The Duke study argues that living together and cooperating put a premium on agreeableness and lowered aggression and that, in turn, led to changed faces and more cultural exchange.

Aside from the fact that Cieri’s hypothesis is Lamarckian, the alternatives are clearly worse.  Attributing civilization to a brain mutation, cooked food, crowding, and a miraculous “advent” of a complex behavior like language surely qualifies for an Ignobel Prize, and maybe even first place at the Bah! Festival.

We regret seeing another young novitiate like Bobby Cieri welcomed into the Duke-dumb of King Charles.  Cieri is learning the art of storytelling in the Kingdom of Imagination.  Evolutionists learned well from Charlie.  He hated Lamarckism but found it very useful when his own theory broke down.

Political conservatives often complain that liberals get a pass in the media for scandals that would land a conservative in prison.  A similar thing happens here: if Darwin skeptics were to offer “scientific” hypotheses this lame, this illogical, and this stupid, there would be hell to pay in the secular press.  There would be no end of charges of pseudoscience, anti-science and religious agenda, and outcries if anything of the sort were to be taught in schools.  It’s good press fodder, though, if it promotes the totalitarian regime of King Charles.

The tiniest bit of reflection shows these hypotheses to be self-refuting.  If political bias is in the genes, so is scientific bias: we can dismiss the first article as nonsense.  If white lies are good, we have no reason to trust the second article.  And if kinder, gentler faces produced an artistic society, why don’t rabbits have art?  The stupidity of that third article is only topped by the alternatives suggested: the idea that civilization resulted from “a brain mutation, cooked foods, the advent of language or just population density.”  Anything but intelligent design!

Critical thinkers should note the use of the word “theories” in the quote above: “There are a lot of theories about why, after 150,000 years of existence, humans suddenly leapt forward in technology.”  A common evolutionary comeback to the creationist argument that “evolution is just a theory” (an argument we do not recommend, because of its ambiguity) is that theories in science are well-tested and well-founded, as solid as facts.  Not according to this quote!  They use the word “theories” for stupid suggestions that have failed the test of time (otherwise Cieri’s hypothesis would not have been entertained at all, well-tested theories being already available).  Remember that quote and use it the next time an evolutionist claims a theory is like a fact.  “Oh, so you believe your intelligence resulted from a brain mutation or cooked food?  Those are Darwinian theories.”
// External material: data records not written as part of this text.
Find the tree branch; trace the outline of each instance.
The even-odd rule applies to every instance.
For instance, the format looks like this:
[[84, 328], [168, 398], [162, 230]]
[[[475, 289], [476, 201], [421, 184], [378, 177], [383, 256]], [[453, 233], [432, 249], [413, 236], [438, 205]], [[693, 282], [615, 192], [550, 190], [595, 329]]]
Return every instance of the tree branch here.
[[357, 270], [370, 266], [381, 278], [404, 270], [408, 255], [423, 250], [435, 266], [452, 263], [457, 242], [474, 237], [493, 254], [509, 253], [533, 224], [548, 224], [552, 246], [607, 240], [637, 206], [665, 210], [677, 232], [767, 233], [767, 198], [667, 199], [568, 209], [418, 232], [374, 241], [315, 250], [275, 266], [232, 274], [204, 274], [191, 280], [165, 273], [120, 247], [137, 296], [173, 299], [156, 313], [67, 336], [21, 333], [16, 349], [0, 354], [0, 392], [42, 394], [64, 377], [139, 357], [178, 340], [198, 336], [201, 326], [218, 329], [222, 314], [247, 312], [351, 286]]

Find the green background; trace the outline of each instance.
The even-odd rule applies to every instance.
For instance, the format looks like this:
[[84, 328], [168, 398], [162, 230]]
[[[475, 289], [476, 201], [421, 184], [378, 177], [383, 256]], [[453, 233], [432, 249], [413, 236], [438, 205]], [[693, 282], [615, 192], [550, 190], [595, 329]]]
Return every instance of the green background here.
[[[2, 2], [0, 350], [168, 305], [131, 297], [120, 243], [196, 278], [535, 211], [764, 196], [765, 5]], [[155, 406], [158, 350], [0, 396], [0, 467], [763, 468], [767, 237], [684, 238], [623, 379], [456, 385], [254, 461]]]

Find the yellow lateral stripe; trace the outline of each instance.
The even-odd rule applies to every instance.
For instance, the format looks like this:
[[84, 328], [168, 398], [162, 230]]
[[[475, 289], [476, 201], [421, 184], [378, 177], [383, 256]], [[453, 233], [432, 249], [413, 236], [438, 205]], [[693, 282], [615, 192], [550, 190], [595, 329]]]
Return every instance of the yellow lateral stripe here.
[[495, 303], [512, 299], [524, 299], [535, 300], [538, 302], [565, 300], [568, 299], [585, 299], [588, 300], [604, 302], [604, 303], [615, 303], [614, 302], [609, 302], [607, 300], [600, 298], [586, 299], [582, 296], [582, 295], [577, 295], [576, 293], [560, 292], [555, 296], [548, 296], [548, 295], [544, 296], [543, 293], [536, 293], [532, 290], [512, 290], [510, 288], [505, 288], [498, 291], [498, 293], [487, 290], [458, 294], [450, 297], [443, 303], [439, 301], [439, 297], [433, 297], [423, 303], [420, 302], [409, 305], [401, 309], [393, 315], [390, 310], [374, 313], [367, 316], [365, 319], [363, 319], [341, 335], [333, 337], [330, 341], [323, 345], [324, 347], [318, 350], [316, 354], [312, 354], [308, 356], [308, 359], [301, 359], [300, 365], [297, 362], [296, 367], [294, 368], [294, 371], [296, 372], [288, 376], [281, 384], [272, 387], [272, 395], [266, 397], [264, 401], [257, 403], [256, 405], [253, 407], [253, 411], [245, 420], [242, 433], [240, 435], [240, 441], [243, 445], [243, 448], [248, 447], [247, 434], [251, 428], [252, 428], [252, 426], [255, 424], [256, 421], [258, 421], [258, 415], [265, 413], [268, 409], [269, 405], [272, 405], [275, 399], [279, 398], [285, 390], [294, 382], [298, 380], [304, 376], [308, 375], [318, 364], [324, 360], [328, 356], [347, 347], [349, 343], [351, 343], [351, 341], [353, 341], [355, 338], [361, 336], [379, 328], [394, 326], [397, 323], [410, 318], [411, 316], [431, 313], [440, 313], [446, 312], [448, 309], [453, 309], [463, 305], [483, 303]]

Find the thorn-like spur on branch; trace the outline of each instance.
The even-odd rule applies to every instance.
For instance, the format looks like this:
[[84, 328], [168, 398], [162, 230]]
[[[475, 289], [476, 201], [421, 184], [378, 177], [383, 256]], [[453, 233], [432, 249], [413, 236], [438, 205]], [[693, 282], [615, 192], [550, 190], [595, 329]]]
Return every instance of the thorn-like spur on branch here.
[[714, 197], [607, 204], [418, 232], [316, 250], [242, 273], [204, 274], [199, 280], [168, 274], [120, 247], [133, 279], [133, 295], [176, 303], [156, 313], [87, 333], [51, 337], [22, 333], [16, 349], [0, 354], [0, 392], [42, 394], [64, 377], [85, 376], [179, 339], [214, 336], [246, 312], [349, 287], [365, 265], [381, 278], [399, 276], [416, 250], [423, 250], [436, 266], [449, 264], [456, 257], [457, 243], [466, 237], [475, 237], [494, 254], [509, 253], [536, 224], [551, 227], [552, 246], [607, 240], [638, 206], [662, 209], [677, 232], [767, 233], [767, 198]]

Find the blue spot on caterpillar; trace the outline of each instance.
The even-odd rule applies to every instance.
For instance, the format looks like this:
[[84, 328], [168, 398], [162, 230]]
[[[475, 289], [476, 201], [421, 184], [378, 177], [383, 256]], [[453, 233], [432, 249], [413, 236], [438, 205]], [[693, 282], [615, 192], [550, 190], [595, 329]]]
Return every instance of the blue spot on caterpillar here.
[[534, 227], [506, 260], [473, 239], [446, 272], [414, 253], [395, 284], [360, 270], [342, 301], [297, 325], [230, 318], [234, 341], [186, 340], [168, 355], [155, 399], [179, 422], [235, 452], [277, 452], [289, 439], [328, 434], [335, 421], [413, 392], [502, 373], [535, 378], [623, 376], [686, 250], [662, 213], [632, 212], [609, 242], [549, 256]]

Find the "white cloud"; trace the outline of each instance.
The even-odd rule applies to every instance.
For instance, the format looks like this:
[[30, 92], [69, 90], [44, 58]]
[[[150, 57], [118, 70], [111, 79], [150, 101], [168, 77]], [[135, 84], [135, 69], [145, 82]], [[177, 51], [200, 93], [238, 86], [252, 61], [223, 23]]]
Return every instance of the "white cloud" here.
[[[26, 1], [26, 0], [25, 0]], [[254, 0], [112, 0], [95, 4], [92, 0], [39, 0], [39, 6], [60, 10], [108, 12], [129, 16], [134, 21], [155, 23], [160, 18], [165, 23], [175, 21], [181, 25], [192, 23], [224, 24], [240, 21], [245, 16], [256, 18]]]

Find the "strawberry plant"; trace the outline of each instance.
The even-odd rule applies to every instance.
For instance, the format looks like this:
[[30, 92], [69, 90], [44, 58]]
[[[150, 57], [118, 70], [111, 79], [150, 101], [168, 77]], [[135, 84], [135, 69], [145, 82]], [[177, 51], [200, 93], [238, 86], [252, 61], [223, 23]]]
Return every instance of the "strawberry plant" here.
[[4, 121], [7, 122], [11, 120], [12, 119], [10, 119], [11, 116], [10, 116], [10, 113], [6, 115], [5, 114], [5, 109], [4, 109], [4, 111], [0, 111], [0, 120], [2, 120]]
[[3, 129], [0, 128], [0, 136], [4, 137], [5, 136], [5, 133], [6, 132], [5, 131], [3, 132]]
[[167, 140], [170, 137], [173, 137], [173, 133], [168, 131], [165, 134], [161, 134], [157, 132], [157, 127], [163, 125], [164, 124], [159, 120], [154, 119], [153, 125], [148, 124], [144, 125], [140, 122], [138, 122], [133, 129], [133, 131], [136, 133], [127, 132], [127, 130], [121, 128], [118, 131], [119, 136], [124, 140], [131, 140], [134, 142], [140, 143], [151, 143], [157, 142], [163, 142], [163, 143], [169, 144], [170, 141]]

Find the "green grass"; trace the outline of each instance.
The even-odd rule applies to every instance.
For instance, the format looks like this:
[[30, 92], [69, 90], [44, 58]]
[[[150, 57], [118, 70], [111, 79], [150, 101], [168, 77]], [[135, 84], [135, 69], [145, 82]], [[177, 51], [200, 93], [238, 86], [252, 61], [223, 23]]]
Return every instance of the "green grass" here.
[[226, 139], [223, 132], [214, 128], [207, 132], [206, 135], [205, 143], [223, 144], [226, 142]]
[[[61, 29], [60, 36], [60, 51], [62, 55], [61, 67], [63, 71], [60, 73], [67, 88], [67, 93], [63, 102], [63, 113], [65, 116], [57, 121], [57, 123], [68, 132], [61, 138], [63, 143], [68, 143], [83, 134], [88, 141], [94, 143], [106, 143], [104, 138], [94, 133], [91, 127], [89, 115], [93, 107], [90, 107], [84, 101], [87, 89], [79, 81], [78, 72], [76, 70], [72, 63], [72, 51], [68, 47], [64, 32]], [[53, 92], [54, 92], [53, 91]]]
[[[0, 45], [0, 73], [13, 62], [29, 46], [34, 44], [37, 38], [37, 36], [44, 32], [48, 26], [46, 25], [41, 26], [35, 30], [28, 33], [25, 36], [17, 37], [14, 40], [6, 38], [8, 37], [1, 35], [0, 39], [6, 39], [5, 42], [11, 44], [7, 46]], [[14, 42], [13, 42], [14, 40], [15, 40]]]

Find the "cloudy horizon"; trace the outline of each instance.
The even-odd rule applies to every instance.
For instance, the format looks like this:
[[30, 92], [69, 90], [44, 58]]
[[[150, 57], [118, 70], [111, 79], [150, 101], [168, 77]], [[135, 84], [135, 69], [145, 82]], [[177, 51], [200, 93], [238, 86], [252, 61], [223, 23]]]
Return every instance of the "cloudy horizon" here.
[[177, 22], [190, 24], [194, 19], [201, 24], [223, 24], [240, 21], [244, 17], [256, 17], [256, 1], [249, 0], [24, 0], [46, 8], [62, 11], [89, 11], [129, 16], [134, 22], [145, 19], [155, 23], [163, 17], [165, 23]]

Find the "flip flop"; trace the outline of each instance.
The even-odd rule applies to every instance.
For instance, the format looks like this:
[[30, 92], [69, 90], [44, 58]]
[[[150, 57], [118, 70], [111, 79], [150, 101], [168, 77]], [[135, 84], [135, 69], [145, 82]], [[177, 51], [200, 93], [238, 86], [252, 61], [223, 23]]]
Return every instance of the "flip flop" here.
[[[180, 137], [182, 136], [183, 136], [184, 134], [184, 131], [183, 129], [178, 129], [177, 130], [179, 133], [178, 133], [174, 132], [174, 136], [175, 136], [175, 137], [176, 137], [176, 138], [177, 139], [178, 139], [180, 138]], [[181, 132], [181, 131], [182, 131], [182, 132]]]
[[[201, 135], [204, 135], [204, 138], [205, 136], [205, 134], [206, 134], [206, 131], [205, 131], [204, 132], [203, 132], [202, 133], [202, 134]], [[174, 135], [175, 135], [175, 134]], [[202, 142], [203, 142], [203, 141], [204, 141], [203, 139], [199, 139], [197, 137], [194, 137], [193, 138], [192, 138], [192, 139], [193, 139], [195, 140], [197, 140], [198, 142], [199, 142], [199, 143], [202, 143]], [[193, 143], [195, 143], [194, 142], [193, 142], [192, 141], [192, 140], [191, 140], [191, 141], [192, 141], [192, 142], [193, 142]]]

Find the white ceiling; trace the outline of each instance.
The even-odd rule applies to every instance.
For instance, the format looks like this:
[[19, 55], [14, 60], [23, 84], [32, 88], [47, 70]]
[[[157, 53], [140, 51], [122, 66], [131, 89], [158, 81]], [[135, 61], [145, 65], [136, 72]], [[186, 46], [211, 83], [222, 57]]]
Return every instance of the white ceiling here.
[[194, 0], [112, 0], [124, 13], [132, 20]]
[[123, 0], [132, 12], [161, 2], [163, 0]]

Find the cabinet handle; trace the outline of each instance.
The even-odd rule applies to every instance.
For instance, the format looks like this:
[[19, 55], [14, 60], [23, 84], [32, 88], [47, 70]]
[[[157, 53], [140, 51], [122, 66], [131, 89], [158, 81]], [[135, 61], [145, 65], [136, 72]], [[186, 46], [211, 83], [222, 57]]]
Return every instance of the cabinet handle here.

Where are the philosophers of science?  They are as quiet as the so-called “moderate Muslims” who say nothing as their extremist brethren fire rockets on civilian cities.  Anyone who respects science and reason should condemn as utterly ridiculous and harmful the notion of a brain mutation—a genetic mistake—causing art and civilization.  If cooked food is responsible (another Lamarckian idea), why are vegetarians who eat raw veggies good artists?  If crowds produce artistic civilizations (another Lamarckian idea), let’s just pack people together and watch them civilize; instead, they will most likely form mobs and fight each other to death with any artwork lying around.  And what is this “advent of language” about?  How did that happen?  Was it a miracle?  We should protest the Darwinians who use words as humanist shields behind which to lob their destructive theories against innocent readers.